GMC just launched its Hummer EV, and immediately people started comparing it to the Tesla Cybertruck. But these conversations – since neither truck actually exists at the moment – hit various levels of surreality for me. It’s of like comparing Iron Man to Batman – not only are they both fictitious, but they also exist in different comic universes.
But I digress.
Since the conversations are happening, I figure it might be interesting to give some stats and (in some cases) estimations to feed the fire. Both trucks will exist. Eventually. Probably.
Though we put more store behind GMC coming to market for real – and much faster than – any fantastical Cybertruck because the infrastructure to build the Hummer EV already exists in the Detroit-Hamtramck Assembly Plant that is currently being re-tooled to be Factory Zero.
Both GMC and Tesla have been a bit secretive with some of the specs for their trucks, though GMC went heavy on its off-road stats, and Tesla pumped up its towing and payload stats – both without corresponding numbers from its competitor.
Because Tesla has been particularly mum on its power specs for the Cybertruck, which makes sense because it isn’t real yet, we consulted the Google, and used some Motor Trend estimations, which is noted in the chart (source: MT).
So, here’s the skinny (very skinny) on what we know of GMC Hummer EV Supertruck vs Tesla Cybertruck.

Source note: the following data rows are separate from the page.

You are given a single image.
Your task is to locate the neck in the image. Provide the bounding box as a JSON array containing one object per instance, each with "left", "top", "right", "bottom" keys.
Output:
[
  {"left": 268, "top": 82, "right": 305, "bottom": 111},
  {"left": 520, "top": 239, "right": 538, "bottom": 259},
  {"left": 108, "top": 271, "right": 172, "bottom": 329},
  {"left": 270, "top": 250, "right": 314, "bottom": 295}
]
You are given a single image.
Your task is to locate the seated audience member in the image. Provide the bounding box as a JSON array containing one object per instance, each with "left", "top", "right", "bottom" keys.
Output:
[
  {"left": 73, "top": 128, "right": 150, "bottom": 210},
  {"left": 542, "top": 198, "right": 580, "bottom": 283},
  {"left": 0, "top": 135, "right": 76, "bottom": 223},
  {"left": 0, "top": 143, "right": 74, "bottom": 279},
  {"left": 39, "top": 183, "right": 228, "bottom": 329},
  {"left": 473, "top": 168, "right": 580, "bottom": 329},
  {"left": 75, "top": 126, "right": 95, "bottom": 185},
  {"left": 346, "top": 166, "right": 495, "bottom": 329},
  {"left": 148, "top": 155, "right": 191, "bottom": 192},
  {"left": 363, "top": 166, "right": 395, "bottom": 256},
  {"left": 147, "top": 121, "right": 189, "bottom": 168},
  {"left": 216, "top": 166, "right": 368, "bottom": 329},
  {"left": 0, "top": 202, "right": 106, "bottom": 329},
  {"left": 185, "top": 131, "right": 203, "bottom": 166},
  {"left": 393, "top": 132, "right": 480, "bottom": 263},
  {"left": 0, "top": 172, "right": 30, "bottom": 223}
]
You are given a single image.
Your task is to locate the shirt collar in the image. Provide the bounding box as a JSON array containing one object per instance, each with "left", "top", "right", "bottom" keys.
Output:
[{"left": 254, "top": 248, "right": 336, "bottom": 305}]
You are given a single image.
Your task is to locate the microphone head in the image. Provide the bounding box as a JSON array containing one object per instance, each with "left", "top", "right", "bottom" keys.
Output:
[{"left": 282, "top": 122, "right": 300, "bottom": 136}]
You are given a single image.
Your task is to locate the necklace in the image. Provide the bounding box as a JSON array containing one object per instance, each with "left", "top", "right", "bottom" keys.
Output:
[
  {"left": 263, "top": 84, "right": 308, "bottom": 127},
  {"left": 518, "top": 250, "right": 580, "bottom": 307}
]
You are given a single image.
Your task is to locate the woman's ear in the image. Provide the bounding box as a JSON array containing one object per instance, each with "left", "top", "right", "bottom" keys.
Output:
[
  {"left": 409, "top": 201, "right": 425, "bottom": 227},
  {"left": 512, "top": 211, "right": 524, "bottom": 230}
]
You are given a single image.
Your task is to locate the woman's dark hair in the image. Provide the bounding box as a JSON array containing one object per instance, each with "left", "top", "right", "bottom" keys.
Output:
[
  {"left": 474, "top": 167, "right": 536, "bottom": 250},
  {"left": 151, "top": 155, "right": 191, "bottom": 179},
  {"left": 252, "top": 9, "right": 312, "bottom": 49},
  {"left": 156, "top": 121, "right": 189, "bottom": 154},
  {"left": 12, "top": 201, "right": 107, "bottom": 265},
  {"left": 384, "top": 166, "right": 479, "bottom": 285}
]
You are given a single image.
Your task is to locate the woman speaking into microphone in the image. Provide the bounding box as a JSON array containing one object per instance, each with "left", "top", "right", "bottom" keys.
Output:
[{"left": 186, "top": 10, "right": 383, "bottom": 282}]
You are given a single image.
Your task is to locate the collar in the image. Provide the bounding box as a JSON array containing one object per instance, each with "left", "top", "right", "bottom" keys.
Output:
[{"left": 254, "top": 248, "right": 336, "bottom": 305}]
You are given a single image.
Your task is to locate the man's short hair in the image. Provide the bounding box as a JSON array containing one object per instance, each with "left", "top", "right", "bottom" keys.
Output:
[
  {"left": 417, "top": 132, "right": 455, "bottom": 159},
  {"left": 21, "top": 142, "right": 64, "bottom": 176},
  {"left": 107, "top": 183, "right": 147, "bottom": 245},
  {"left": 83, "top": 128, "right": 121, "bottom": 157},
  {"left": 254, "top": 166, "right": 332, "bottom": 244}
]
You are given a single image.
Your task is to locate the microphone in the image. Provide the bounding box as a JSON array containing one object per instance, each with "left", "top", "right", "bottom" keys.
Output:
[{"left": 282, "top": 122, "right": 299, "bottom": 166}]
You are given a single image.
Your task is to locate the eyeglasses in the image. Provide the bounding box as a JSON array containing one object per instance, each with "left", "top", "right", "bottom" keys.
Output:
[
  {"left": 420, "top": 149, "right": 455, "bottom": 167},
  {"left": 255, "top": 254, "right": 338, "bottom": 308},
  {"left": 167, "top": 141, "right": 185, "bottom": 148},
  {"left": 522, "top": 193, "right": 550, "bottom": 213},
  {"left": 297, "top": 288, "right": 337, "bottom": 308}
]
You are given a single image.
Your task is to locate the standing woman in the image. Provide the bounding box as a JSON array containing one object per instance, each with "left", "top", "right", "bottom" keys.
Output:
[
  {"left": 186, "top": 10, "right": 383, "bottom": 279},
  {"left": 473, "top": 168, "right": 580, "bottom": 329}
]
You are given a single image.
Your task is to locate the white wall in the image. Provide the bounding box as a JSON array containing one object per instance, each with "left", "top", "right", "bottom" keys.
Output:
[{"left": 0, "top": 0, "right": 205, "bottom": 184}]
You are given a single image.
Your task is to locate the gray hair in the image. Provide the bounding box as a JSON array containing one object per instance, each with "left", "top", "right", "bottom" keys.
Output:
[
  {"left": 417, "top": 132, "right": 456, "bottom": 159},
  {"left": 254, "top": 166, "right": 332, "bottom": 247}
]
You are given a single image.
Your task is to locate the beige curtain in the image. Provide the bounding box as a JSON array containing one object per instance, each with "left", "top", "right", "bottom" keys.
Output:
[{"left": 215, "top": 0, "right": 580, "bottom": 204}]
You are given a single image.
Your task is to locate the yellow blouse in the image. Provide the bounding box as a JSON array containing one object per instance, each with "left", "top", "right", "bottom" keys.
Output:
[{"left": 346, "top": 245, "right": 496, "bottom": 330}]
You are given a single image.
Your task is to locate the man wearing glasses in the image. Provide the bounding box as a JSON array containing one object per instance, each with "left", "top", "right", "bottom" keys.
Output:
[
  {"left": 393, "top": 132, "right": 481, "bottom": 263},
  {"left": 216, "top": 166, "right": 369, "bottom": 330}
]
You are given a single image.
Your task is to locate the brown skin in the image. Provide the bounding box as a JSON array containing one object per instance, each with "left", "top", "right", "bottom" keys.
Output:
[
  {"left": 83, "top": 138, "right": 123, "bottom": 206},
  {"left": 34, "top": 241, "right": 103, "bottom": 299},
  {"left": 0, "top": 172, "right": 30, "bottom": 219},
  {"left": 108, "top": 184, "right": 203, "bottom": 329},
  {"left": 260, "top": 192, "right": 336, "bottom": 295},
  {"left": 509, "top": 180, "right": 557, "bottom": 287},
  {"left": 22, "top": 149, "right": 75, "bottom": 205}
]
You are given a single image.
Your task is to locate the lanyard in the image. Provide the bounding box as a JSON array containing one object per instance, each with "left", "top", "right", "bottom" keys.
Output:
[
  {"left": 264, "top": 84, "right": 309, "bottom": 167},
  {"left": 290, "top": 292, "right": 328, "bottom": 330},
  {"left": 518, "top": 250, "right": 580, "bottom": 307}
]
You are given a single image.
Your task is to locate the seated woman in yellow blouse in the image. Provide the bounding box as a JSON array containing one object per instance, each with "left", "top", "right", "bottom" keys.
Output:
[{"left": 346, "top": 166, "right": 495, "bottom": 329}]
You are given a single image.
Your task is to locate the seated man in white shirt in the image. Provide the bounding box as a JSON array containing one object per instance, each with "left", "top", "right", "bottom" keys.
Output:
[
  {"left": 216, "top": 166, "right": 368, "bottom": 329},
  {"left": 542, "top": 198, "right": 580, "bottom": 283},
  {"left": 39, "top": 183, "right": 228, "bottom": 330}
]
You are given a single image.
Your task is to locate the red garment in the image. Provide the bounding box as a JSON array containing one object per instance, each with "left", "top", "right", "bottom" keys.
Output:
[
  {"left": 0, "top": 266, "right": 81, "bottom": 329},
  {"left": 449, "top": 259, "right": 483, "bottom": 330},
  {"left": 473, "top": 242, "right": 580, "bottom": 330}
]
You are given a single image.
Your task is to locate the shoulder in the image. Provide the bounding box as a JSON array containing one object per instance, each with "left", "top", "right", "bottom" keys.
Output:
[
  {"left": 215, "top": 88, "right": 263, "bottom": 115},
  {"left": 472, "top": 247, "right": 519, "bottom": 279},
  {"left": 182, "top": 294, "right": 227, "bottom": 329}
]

|GMC Hummer EV||Tesla Cybertruck|
|Weirdest feature||CrabWalk, which allows the truck to drive diagonally at low speeds||Bulletproof exoskeleton|
|Coolest feature||Underbody cameras that act as virtual spotters when driving over obstacles||Transparent roof|
|Max horsepower||1,000||800 estimated (Source: MT)|
|Max torque||11,500||1,000 estimated (Source: MT)|
|0-60 (top tier)||3 seconds||2.9 seconds|
|Electric motors (top tier)||3||3|
|Launch control mode name||Watts to Freedom||Ludicrous (probably)|
|Max towing (top tier)||n/a||14,000 pounds|
|Max payload (top tier)||n/a||3,500 pounds|
|Bed length:||n/a||6.5 feet|
|Infotainment screen size||13.4 inches||17 inches|
|Self-driving tech||Super Cruise||Autopilot|
|Estimated max range (top tier)||350+ miles||500 + miles|
|Fast charge claim||100 miles of range in 10 minutes||n/a|
|Drivetrain (top tier)||e4WD||tri-motor AWD (base RWD)|
|Max ground clearance (in.):||10.1 inches (15.9 inches in Extract Mode)||16 inches|
|Approach angle (deg.):||41.5 inches||35 inches|
|Departure angle (deg.):||31.6 inches||28 inches|
|Water fording depth (in.):||26 inches||n/a|
|Built in||Detroit, MI||Austin, TX|
|Available||Fall 2021||"late" 2021, which probably means 2022|
The bottom line on Hummer EV vs. Cybertruck
There’s clearly a lot of interest in the Tesla because it’s, well, Tesla. Then again, I firmly believe Elon Musk could take the Pontiac Aztek, make it electric, add a Tesla badge, and people would think it’s the best thing since sliced bread.
Oh, and let’s at least mention the glaring elephant in the room: The GMC Hummer EV will cost twice as much as the Tesla Cybertruck, base to base. Gulp.
So, Supertruck, Cybertruck, toe-may-toe, toe-mah-toe. Everyone has an opinion about these trucks, and whether they love ’em or hate ’em, one thing is certain: Neither will be your typical take-’em-to-a-work-site pickup.
They’re both heavy on the kitsch with a lifestyle bent, though the Hummer EV at least looks like something resembling a truck. We’ll be curious to watch the EV truck wars as they evolve – at some point.